I’ve been thinking about home groups. Sunday morning church is a really good thing and all, but no matter how good the church is, it’s still a big group. It’s still hard to really get involved. It’s still easy to hide in the background.
I love the worship of the big group; it’s often really hard to match that in most home groups. And the teaching in the big meeting is often (but not always) really valuable. There are things that you can do in a big group that you can’t do in a little group.
But the reverse is equally true. There are things you can do in a little group that you can’t do in a big group, really valuable things like making great friends, like sharing your heart, like getting prayed for regularly, like laughing together until your sides hurt, or weeping together in the presence of God.
The combination of the two is priceless. In fact, between the two, I often think the home group is the more important gathering of the two. Not always. Not saying the big meeting is insignificant. Just saying home groups are that valuable.
Too often, I’ve found it too easy to be too comfortable in a big church. If I plaster on a big fake smile and don’t linger too long in conversation in the lobby, I can get away without ever having engaged anyone at all. I can’t get away with that in a home group. And I like that. I need that.
We’re starting home groups in our church. It’s kind of hard work, mostly because of all the bad experiences we’ve had before. We have as much un-learning to do as anything else.

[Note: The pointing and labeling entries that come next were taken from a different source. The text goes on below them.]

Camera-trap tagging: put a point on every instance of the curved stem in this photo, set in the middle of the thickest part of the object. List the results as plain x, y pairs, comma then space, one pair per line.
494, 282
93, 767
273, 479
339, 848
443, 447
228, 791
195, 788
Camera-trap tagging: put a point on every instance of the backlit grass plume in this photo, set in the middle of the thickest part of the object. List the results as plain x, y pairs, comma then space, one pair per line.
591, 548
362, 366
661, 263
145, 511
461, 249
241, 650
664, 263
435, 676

Here are some values we have in our home groups:
• The first rule is that church leadership is not making a bunch of rules for home groups. If you want to start a group, go for it. We’ll help, but we won’t tell you what to do. Well, we’ll try not to.

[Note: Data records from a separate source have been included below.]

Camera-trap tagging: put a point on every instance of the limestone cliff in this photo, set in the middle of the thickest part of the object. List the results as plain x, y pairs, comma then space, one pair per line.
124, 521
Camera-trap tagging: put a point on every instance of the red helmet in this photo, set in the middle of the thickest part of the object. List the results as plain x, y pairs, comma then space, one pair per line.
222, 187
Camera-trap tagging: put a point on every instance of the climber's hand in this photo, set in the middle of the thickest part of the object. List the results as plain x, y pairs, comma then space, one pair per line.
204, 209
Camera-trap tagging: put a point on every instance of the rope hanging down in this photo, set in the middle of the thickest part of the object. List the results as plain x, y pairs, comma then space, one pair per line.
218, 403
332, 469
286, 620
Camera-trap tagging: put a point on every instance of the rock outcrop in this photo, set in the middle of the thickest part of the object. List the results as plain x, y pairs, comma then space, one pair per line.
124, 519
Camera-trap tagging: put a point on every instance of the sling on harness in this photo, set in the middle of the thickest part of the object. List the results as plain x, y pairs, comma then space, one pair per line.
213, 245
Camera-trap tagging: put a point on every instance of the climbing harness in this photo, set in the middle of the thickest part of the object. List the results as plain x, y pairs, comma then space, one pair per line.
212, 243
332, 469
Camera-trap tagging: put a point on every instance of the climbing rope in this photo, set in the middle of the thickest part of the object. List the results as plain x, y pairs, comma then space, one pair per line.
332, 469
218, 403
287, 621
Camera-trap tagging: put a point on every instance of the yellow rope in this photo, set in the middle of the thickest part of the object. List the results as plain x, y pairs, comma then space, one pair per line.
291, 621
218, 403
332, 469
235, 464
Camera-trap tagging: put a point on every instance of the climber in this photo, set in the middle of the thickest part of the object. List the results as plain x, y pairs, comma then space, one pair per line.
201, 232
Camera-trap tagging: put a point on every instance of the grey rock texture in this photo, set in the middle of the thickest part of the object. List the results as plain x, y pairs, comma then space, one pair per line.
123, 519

• You can meet whenever you want, wherever you want, and as often as you want. Homes are always a good place for home groups, but so are coffee shops, pubs, conference rooms and the local shopping mall. Take field trips. Wherever you are, the Church is, so have at it! Be creative.
• Teach what you want to teach. All we ask is that you love God and love people. Then teach what you want. Teach the Bible. Teach from a study guide, from a popular book, from current movies. Or don’t include any teaching in your group. We don’t recommend reviewing this weeks sermons unless the group insists. They’ve already heard that.

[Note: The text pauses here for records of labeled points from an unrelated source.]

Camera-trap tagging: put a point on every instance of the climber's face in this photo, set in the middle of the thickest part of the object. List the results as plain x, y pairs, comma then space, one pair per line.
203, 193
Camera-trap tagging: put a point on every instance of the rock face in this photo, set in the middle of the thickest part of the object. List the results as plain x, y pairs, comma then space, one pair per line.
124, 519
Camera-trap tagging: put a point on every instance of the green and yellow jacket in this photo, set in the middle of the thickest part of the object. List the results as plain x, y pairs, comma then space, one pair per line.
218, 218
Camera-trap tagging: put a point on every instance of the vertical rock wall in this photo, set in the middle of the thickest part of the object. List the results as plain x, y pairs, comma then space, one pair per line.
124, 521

• Invite who you want to invite. People from the church. People from the neighborhood. People from other churches. People from other home groups. Heck, you can invite people from other planets if you can figure out where to park their cars. Bring in guest speakers if you like. Or not.
• Relationships are primary. More than teaching. More than acts of service. More than prayer. More even than having a meal together! (Oh my!) On the other hand, there’s not much that’s better at building relationships than praying together, or serving together, studying the Word together or especially sharing supper together.
• If you’re leading a group, you’re choosing to submit yourself to a higher standard of accountability than Joe Schmotz in the back row of the church with the big fake smile. But like Paul Manwaring says, “Accountability is not about making sure you don’t smoke. Accountability is making sure that you are on fire.”
We’ll undoubtedly think of more values as we do this for a while. But for now, this is a good starting place.